Aufgeklärt werden muss über dieses Risiko in jedem Fall. Ein standardisierter Musteraufklärungsbogen für die Lebendspende wird derzeit von der Leiterin der "Vertrauensstelle Transplantationsmedizin" an der Bundesärztekammer erarbeitet .

Nachsorge wird nicht vergütet

Die Betroffenenorganisation legt den Finger auf eine weitere Wunde: die unzureichende Nachsorgepraxis für Lebendspender. Das Problem: Die Nachsorge für sie wird bislang nicht vergütet. Eine angemessene Vergütung, die auch die Vorbereitung einschließen müsse, werde dringend gebraucht, fordert Banas.

Zwar sind die Nachsorge-Richtlinien im Transplantationsgesetz bereits enthalten, wurden aber vom GBA noch nicht umgesetzt.

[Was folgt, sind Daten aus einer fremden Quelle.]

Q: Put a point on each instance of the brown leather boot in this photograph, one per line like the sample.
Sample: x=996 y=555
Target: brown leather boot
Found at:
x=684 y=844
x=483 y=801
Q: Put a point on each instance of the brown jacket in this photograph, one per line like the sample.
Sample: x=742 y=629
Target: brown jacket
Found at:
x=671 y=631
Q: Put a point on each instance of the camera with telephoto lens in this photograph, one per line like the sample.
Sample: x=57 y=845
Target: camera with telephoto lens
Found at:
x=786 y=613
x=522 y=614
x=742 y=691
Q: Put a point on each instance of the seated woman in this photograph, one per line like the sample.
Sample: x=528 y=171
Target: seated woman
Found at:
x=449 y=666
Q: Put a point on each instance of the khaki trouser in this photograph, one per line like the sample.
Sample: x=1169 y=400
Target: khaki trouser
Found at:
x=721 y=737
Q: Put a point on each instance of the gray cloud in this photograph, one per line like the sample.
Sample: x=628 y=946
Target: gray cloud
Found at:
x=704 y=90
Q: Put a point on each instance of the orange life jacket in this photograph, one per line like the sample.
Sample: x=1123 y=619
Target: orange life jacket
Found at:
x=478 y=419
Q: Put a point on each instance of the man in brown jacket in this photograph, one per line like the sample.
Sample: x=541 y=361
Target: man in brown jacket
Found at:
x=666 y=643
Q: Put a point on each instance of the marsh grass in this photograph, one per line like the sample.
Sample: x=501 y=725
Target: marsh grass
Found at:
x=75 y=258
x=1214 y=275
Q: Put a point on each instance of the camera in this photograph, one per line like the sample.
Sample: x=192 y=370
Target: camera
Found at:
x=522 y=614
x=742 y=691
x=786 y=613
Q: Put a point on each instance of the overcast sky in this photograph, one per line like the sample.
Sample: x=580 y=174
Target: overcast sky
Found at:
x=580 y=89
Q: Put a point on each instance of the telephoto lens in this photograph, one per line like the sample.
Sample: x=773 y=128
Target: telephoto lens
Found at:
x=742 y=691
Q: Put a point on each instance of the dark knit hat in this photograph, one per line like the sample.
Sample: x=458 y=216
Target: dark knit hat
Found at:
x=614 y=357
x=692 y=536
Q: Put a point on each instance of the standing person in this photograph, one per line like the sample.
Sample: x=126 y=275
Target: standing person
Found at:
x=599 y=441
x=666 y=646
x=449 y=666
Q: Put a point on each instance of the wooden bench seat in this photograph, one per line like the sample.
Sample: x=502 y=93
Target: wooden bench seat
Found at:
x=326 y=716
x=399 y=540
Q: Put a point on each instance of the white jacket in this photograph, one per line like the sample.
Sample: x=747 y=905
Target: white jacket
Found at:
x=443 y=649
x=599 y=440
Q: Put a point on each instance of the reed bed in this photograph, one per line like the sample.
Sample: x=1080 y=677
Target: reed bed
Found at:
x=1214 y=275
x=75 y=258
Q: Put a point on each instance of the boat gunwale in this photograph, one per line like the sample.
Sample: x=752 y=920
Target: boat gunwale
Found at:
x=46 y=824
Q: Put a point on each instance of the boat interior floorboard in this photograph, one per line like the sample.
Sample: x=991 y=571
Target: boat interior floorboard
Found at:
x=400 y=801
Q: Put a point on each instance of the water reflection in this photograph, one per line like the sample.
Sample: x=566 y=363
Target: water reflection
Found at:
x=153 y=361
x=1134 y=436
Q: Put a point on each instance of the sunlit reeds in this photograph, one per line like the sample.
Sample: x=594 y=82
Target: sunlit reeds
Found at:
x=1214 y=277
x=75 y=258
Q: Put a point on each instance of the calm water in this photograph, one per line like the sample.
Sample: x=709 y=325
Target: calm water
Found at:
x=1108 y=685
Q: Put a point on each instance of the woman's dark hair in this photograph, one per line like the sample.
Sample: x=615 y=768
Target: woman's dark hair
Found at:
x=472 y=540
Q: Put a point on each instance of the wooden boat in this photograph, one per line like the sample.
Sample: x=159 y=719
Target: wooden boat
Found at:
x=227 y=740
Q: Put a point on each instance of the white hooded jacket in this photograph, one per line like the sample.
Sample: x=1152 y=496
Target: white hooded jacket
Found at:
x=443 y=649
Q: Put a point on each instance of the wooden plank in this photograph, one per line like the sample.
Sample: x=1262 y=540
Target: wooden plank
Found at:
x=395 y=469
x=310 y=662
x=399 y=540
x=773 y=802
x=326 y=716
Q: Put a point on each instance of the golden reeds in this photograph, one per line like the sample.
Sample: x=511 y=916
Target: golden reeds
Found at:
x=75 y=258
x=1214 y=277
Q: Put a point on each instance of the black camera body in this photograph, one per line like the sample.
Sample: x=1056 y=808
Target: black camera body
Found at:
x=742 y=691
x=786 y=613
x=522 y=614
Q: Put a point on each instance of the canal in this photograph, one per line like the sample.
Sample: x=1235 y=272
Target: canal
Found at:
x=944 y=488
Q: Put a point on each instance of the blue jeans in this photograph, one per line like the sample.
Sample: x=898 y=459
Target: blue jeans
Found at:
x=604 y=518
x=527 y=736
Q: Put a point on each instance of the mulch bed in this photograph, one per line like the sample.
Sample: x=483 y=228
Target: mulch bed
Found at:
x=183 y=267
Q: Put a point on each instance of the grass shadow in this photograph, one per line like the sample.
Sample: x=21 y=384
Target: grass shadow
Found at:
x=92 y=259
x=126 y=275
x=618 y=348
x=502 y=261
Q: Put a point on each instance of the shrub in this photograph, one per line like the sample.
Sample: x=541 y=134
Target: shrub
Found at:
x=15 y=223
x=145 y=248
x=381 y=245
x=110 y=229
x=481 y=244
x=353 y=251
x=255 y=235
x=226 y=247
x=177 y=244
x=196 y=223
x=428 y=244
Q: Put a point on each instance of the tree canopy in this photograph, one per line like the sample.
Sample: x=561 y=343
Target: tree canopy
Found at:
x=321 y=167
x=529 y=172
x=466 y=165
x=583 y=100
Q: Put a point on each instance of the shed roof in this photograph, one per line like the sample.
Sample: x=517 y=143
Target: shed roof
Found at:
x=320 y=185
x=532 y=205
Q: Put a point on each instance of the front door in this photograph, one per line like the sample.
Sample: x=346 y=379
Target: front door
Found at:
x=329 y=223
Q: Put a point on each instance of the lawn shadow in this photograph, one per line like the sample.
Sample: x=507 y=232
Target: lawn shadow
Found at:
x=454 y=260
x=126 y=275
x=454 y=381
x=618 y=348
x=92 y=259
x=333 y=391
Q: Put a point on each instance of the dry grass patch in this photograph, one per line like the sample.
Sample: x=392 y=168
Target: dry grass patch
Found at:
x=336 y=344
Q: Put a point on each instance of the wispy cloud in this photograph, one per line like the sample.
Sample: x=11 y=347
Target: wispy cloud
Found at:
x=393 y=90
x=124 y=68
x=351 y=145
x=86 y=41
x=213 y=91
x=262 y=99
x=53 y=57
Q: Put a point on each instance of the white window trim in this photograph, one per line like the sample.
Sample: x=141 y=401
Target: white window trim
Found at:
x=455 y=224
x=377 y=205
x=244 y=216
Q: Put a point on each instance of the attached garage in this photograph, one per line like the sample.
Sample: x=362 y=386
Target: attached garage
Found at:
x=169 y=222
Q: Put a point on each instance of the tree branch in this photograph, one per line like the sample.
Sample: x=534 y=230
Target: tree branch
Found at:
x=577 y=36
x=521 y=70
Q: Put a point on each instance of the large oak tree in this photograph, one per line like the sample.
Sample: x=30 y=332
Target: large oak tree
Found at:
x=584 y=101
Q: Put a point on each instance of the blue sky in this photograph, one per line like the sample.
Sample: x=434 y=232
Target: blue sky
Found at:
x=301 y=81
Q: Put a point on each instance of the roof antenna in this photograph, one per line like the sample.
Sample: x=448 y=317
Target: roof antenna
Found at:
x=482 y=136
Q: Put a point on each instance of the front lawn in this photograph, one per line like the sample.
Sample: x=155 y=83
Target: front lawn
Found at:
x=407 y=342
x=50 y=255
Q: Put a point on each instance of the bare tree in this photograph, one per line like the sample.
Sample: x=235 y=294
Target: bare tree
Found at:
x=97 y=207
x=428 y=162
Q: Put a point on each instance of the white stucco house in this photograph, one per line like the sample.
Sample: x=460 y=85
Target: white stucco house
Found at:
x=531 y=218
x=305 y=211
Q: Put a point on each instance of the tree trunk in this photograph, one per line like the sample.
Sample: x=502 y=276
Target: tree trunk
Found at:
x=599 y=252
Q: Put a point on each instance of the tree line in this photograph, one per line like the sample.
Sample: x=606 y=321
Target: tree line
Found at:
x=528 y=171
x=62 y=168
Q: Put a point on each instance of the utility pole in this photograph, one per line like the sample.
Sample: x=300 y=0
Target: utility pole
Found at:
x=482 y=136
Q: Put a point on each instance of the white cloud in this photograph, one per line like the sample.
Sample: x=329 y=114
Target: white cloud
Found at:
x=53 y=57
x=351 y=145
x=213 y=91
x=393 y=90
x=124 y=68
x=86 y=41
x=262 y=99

Es sollte zumindest gewährleistet sein, dass sich auch die Spender einmal jährlich in den Transplantationszentren zum Gesundheits-Check vorstellen.

Die DGfN wehrt sich angesichts jüngster Medienberichte gegen "pauschale Behauptungen", dass Ärzte immer höhere Risiken bei der Lebend-Organspende eingehen. Sie habe eine hohe Erfolgsquote.

Die Fachgesellschaft fordert schon lange ein Transplantationsregister, "damit auch die Zahlen und Ergebnisse rund um die Transplantation in Deutschland endlich belegbar, einsehbar und valide sind".